Странное чувство охватило Крюкова, когда он снова закрыл глаза... Какая-то теплота и приятная слабость изнеможения разлились по всем членам... Где-то там играли на рояли гаммы и экзерциции, где-то разговаривали, где-то смеялись, где-то стукали маятником часы... Но все это его не касалось и только глухо отдавалось в ушах. Где-то там есть квартирная хозяйка, которой Крюков обещал сегодня отдать деньги за комнату... Но какое ему дело до хозяйки, до каких-то там денег? Смешно!
-- Дмитрий Павлыч! -- окликнула хозяйка в двери.
Но Дмитрий Павлыч, хотя и слышал этот окрик, но, во-первых, он прозвучал для Крюкова где-то далеко, а во-вторых, так и остался звуком: где-то кто-то сказал "Дмитрий Павлыч".
-- Дмитрий Павлыч! Вы обещали принести деньжонок, -- снова прозвучал голос, а Крюкову вдруг стало смешно и он расхохотался больным расслабленным смехом.
-- Я вас без шуток прошу... Дров не на что купить!..
-- "Дров... дров"... Кому-то там нужно дров... Это странно и смешно.
И Крюков опять начал смеяться, подскакивая в постели и впиваясь кистями рук в подушку.
-- Да вы что? -- уже тревожно спросила хозяйка.
Последовала продолжительная пауза, а потом вдруг истерические рыдания словно прорвались, понеслись из комнаты постояльца и всполошили не только хозяйку, но и все население квартиры.
-- Дмитрий Павлыч! Дмитрий Павлыч! Что с вами, батюшка?.. О чем это, голубчик? -- участливо говорила хозяйка, наклонившись над Крюковым, все тело которого судорожно подскакивало в постели и дрожало.
-- Что вы, голубчик?.. Володя! Принеси-ка стаканчик холодной водицы, -- сказала она своему сынишке, который стоял в дверях с перепуганным, тревожным личиком.
-- Полноте, батюшка! Да что же это такое? Дмитрий Павлыч! Умер, что ли, кто у вас?
-- Да, да... умер... -- сквозь всхлипывания и рыданья прокричал, наконец, постоялец...

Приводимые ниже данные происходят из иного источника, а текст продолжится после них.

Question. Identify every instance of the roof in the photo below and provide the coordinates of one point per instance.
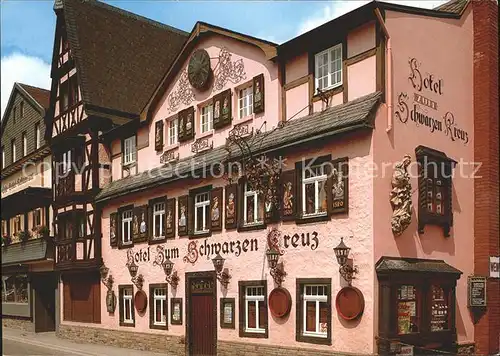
(356, 114)
(403, 264)
(120, 56)
(199, 30)
(41, 96)
(454, 6)
(30, 251)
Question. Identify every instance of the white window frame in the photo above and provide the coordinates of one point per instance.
(313, 298)
(207, 118)
(316, 180)
(25, 143)
(37, 136)
(158, 211)
(126, 220)
(204, 205)
(66, 162)
(129, 150)
(172, 131)
(161, 295)
(245, 102)
(257, 299)
(330, 71)
(127, 299)
(249, 194)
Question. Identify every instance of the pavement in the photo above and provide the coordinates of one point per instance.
(24, 343)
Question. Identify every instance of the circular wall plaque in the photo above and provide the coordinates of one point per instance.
(280, 302)
(140, 301)
(350, 303)
(199, 70)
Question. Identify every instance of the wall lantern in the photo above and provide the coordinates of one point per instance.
(277, 270)
(171, 277)
(222, 274)
(342, 254)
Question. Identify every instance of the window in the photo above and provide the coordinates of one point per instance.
(314, 310)
(24, 144)
(126, 305)
(172, 132)
(253, 209)
(66, 162)
(328, 68)
(201, 212)
(159, 306)
(206, 118)
(314, 191)
(159, 220)
(13, 150)
(127, 227)
(15, 289)
(245, 102)
(129, 150)
(37, 136)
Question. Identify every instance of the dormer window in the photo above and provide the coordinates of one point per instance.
(328, 68)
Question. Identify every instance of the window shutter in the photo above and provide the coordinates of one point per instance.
(258, 94)
(338, 187)
(183, 215)
(289, 195)
(216, 210)
(113, 229)
(170, 218)
(231, 209)
(159, 135)
(139, 224)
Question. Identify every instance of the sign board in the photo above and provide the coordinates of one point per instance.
(495, 267)
(405, 350)
(476, 291)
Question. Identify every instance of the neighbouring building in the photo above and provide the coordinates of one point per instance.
(29, 283)
(240, 196)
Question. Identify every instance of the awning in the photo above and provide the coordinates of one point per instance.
(24, 253)
(388, 265)
(25, 200)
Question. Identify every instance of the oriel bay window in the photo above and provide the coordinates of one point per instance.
(417, 302)
(158, 306)
(126, 298)
(314, 311)
(253, 309)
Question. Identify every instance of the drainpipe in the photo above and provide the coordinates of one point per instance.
(388, 56)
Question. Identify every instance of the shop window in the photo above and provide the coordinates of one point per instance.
(314, 311)
(435, 189)
(158, 306)
(253, 208)
(201, 212)
(15, 289)
(328, 68)
(245, 102)
(126, 228)
(158, 220)
(253, 309)
(126, 297)
(206, 118)
(408, 310)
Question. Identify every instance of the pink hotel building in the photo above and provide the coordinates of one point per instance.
(358, 233)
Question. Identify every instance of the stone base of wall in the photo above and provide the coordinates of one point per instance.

-- Пейте-ка вот! Вода холодная... Пройдет!..
Гимназист стоял у постели и удивленно-испуганными глазами смотрел на большого и лысого человека, который, приподнявшись на локте, плакал в своей постели, как маленький, самый маленький гимназист, получивший "единицу".
-- Пейте, еще пейте! Лучше будет...
Крюков жадно пил холодную воду и громко глотал ее, высоко вверх закидывая свою лысую голову.